Welcoming Tribes to the Table

When the Colorado River Basin states hashed out the 2007 Interim Guidelines for Lower Basin Shortages, they failed to involve the 29 tribes that also hold water rights to this lifeblood watershed. Nor were tribes initially included in the 2012 Colorado River Basin Water Supply and Demand Study, which only incorporated tribal input after tribes fought for seats at the table. The pattern of exclusion infuriated the sovereign nations—which hold water rights to some 20 percent of the Colorado River’s volume. According to the U.S. Bureau of Reclamation, quantified tribal water rights comprise about 2.9 million acre-feet in the basin, but 12 tribes hold unresolved water rights claims.

So the tribes revived the languishing Ten Tribes Partnership, established in 1992 to promote Native American involvement in Colorado River Basin discussions. The revitalized collective worked with the U.S. Department of the Interior and the Bureau of Reclamation to conduct the 2018 Tribal Water Study, which builds on the 2012 findings by shining a light on tribal water resources and how their eventual development might impact river operations.

The study became a turning point for tribal involvement in Colorado River management. By bringing wayward stakeholders to the table, it ushered in an unprecedented era of collaboration. “Our success has always been through a collaborative path,” says Daryl Vigil, water administrator for the Jicarilla Apache Nation and spokesperson for the Ten Tribes Partnership.

But the study also revealed discrepancies in tribes’ capacity to develop their water rights. Some claims remain unsettled or in dispute, while others are hampered by decades of legislation that ignored tribal rights to Colorado Basin water.

To bridge those gaps, Vigil co-founded the Water and Tribes Initiative, a nexus of tribes, federal agencies, academics, law experts and conservationists crafting a template that tribes can use to build capacity and participate in water dialogues. “No one’s going to build a pathway for tribes,” Vigil says. But by participating in the initiative, the sovereigns can identify their needs and share solutions.

“You can’t determine what is possible unless you engage other stakeholders,” said Stephen Roe Lewis, governor of the Gila River Indian Community, at the Water Education Foundation’s Colorado River Symposium in September 2019. “Leadership is essential in important issues. It’s important to know who you’re negotiating with on the other side of the table—once we find that table,” Lewis said.

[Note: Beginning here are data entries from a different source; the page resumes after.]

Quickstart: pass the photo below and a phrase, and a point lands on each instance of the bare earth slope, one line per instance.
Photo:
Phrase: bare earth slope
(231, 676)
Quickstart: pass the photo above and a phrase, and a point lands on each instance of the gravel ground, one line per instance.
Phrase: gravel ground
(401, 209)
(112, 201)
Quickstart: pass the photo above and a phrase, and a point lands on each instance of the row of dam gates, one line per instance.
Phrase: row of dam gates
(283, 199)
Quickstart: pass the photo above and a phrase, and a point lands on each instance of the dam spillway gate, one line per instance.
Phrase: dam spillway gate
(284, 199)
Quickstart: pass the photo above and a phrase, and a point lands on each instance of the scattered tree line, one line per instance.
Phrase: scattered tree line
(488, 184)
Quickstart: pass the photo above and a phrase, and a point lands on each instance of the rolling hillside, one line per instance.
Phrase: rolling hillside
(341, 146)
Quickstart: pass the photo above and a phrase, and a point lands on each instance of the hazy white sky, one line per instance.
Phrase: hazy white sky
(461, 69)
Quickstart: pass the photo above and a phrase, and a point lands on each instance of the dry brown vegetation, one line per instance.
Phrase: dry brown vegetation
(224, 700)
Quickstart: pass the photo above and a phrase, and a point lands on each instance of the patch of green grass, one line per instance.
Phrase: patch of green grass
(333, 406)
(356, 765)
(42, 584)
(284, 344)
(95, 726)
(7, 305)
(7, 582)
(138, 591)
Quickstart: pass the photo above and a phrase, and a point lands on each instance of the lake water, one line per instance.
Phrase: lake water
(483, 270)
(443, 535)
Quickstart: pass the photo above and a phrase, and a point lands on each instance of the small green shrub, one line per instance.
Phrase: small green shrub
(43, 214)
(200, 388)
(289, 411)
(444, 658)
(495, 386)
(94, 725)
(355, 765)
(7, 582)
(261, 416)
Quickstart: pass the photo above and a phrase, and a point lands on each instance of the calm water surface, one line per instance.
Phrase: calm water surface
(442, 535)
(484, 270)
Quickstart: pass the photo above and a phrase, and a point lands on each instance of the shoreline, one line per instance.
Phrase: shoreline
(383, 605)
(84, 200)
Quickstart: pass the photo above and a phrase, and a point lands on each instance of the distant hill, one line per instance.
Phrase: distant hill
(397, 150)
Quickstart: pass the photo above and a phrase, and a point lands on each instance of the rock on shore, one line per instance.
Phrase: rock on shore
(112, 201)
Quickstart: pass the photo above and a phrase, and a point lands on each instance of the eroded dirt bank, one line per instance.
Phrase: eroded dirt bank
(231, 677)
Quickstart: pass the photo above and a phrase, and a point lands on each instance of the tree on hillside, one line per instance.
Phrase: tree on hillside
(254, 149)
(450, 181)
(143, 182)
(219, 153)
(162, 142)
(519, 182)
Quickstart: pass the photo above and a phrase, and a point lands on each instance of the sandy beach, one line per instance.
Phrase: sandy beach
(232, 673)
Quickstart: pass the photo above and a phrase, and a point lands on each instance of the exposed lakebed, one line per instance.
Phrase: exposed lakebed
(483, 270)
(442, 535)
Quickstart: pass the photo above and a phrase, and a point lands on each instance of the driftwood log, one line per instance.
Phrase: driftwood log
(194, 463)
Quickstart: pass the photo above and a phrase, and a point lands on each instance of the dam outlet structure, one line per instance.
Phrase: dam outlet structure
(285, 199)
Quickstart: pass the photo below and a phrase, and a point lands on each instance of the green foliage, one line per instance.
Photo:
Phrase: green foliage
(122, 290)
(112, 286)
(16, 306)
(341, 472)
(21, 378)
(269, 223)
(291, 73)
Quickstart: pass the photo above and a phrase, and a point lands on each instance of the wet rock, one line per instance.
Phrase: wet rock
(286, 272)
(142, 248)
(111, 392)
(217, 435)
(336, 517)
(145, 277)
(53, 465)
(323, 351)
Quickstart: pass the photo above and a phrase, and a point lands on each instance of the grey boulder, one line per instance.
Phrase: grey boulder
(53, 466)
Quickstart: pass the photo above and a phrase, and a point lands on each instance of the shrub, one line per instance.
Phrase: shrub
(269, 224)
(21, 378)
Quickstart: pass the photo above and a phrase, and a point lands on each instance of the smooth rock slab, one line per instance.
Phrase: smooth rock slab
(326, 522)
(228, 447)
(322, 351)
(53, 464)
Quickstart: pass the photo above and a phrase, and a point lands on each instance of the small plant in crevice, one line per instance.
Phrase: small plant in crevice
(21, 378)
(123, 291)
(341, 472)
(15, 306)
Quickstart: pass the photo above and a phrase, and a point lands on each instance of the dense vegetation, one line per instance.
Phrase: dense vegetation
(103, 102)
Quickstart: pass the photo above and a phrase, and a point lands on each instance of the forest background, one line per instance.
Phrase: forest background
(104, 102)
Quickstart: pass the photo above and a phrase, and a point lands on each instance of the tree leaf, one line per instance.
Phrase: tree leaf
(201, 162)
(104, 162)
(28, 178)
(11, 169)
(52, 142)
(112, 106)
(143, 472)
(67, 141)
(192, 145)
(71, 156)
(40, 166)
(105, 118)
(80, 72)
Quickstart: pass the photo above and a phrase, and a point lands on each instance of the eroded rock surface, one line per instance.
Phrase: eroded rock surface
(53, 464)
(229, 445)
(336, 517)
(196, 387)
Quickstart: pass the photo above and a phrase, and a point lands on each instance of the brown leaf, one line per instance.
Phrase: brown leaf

Meanwhile, the Ten Tribes Partnership has initiated frank conversations with state and federal leadership. In 2017, during the Colorado River Water Users Association’s annual meeting, the group facilitated discussions on changing the siloed paradigm. Subsequent luncheons staged additional dialogue between tribal and non-tribal water managers. The key question: How will the next set of operating guidelines look?

“We hope that by next year, we’ll have a sketch,” says Vigil. But already, the basin tribes have significantly increased their representation and participation in water discussions.

The conversations have also built support for the tribes’ mission to “lead from a spiritual mandate to protect the sacred waters of the Colorado and keep it available for the benefit of all living creatures.” To people outside the tribes, “that can sound like frou-frou stuff,” admits Vigil. “But we’re working on that. Because if you don’t have a healthy, sustainable, living river, then the rest doesn’t matter.”